Si les pays européens ont pu dévoiler leurs propres chiffres, qu’est-ce qui peut bien empêcher le Canada d’en faire tout autant?
Un débat crucial
Pour Justin Trudeau, les deux débats de cette semaine étaient l’occasion de remonter la pente après une campagne plus difficile qu’initialement espérée.
S’il a somme toute assez bien tiré son épingle du jeu au débat de mercredi en français, avec une performance plus convaincante qu’au face-à-face de TVA la semaine précédente, la situation était tout autre lors du débat en anglais, jeudi soir. Attaqué de toutes parts, le premier ministre sortant paraissait parfois déstabilisé et semblait avoir du mal à défendre son bilan des six dernières années.
Ce dernier débat, le seul à se dérouler dans la langue de Shakespeare de toute la campagne, était pourtant crucial pour le chef libéral.

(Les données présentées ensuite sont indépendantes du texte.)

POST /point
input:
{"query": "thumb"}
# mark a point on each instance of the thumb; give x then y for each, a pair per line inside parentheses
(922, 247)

À seulement 10 jours du vote, c’était son unique occasion de s’adresser à près de 75% de la population du pays, dans des régions où la lutte s’annonce particulièrement chaude pour le PLC.
Alors qu’il rêvait d’une majorité il y a à peine un mois, Justin Trudeau tente aujourd’hui de s’accrocher à l’espoir de rester au pouvoir, avec une minorité qui sera potentiellement affaiblie au lendemain du 20 septembre. Et ça, c’est si les libéraux l’emportent face à un Parti conservateur qui consolide de plus en plus ses appuis.

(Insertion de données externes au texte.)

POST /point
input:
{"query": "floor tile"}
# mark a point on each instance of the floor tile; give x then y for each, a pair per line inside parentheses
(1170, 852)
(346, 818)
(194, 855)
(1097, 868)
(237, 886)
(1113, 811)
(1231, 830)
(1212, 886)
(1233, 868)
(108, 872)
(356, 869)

Souffler sur les braises de la division
Si l’aiguille des intentions de vote ne bouge pas dans la bonne direction pour Justin Trudeau, on peut s’attendre à ce que l’équipe libérale use de tous les moyens nécessaires au cours de la prochaine semaine pour renverser la vapeur.
Le ton de cette campagne risque ainsi de se durcir encore plus alors que Justin Trudeau tente déjà depuis quelques semaines de provoquer les militants anti-vaccin, qu’il essaie par tous les moyens d’associer à Erin O’Toole. Ce genre de stratégie, dite de «wedge politics», est monnaie commune aux États-Unis, où le recours à des enjeux controversés et clivants — les «wedge issues» — permet de créer de la division au sein de la population à son avantage.
C’est toutefois un jeu dangereux ; en tentant de semer la division sur des questions vitales comme la vaccination obligatoire dans le seul but de mettre ses adversaires en déroute, Justin Trudeau ne contribue-t-il pas lui-même à attiser les tensions sociales sur le sujet?
Chose certaine, ce n’est rien pour apaiser le climat politique toxique. Et les conspirationnistes, ne se rendant pas compte qu’ils servent les intérêts du Parti libéral en aidant à sa réélection avec une telle effusion d’agressivité et de violence, continueront probablement de lancer des roches sur l’autobus de campagne de Justin Trudeau et sur les médias qui le suivent…
Pour les libéraux, on est définitivement loin de la campagne de 2015, des discours rassembleurs et des grands bains de foule avec selfies.
Serions-nous arrivés à la fin des «voies ensoleillées»?